In September, Karadzic had asked the court for an additional 10 months' preparation time, which was denied.
Kwon warned on Monday that should Karadzic maintain his position not to attend the trial "we may proceed in his absence and assign counsel to represent him."
Imposing a lawyer on Karadzic, a step he has vowed to fight, could cause a delay of several months, to give his new legal representative time to acquaint himself with the case.
Karadzic, who denies all the charges against him, could be jailed for life if convicted.
He was arrested on a Belgrade bus last July after 13 years on the run.
Prosecutor Alan Tieger has branded him "the "supreme commander" of an ethnic cleansing campaign of Croats and Muslims during the Bosnian war.
On Monday, Tieger accused Karadzic of having sanctioned "one of humanity's dark chapters" -- the massacre of more than 7,000 Muslim men and boys at the UN-protected Srebrenica enclave in July 1995.

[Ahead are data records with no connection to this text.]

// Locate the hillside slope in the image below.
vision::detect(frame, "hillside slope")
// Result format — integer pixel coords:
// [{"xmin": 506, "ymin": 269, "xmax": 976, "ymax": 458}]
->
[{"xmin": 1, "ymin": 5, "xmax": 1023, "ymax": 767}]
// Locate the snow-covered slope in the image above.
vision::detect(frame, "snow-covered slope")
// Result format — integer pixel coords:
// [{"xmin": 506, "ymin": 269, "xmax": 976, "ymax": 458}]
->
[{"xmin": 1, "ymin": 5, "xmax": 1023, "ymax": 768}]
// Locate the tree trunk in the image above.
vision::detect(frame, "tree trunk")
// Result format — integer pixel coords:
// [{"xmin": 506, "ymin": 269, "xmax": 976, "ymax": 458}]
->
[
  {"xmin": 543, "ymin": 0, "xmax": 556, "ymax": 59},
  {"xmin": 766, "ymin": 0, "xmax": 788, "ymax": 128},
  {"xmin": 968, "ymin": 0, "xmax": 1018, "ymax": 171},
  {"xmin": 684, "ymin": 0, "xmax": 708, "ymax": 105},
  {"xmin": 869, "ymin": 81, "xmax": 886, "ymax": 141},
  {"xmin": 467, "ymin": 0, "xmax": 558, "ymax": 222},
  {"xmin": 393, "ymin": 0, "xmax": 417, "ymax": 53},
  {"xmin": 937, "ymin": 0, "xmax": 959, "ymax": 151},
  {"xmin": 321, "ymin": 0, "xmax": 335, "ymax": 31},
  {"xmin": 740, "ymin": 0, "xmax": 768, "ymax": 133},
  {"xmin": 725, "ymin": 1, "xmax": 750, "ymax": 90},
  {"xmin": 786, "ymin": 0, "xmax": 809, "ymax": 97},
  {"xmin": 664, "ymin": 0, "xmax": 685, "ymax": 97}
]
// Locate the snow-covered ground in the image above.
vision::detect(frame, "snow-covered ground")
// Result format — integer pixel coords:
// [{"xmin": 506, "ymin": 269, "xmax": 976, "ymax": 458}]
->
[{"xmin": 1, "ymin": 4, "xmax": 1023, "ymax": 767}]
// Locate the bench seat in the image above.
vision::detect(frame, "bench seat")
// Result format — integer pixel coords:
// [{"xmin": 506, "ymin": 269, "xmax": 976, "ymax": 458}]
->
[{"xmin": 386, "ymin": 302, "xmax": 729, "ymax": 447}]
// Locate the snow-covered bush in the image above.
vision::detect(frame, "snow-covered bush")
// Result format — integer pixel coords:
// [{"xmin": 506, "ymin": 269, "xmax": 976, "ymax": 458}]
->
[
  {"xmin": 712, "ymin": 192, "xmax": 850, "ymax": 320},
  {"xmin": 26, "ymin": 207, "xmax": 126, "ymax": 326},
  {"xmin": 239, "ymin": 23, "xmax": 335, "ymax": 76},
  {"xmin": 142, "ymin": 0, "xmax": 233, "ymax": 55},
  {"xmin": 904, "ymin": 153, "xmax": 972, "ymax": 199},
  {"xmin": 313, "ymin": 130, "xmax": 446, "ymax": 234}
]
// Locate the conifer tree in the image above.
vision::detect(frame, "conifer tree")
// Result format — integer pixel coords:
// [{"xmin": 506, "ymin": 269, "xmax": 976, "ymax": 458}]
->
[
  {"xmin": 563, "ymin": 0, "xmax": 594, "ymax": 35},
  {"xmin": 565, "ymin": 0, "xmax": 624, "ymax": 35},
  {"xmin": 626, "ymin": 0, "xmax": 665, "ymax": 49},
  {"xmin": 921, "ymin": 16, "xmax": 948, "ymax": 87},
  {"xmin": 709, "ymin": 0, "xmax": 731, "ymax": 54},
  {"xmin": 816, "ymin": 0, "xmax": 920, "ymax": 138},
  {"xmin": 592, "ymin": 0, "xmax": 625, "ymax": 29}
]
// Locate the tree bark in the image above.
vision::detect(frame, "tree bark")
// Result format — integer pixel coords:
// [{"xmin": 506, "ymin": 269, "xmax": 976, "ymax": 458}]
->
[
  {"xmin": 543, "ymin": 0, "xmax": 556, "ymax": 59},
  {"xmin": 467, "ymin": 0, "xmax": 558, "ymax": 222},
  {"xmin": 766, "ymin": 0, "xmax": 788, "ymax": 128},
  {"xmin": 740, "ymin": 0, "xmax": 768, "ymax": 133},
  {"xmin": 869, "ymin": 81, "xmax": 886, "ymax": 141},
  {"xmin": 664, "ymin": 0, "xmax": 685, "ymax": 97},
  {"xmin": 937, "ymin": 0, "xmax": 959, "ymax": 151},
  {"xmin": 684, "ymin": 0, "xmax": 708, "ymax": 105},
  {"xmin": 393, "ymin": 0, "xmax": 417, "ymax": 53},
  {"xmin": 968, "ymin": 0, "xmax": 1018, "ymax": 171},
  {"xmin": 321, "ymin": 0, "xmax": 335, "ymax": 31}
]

He also stands charged for the 44-month siege of the Bosnian capital, Sarajevo, which ended in November 1995 after some 10,000 people, many of them civilians, were killed.
According to the charge sheet, Karadzic participated in a "joint criminal enterprise to permanently remove Bosnian Muslim and Bosnian Croat inhabitants from the territories of Bosnia Hercegovina claimed as Bosnian Serb territory."
He is alleged to have worked with Yugoslav strongman Slobodan Milosevic in pursuit of a "Greater Serbia" which was to include 60 percent of the territory of Bosnia.
Milosevic died midway through his own genocide trial in March 2006, while Karadzic's former military general, Ratko Mladic, is still on the run.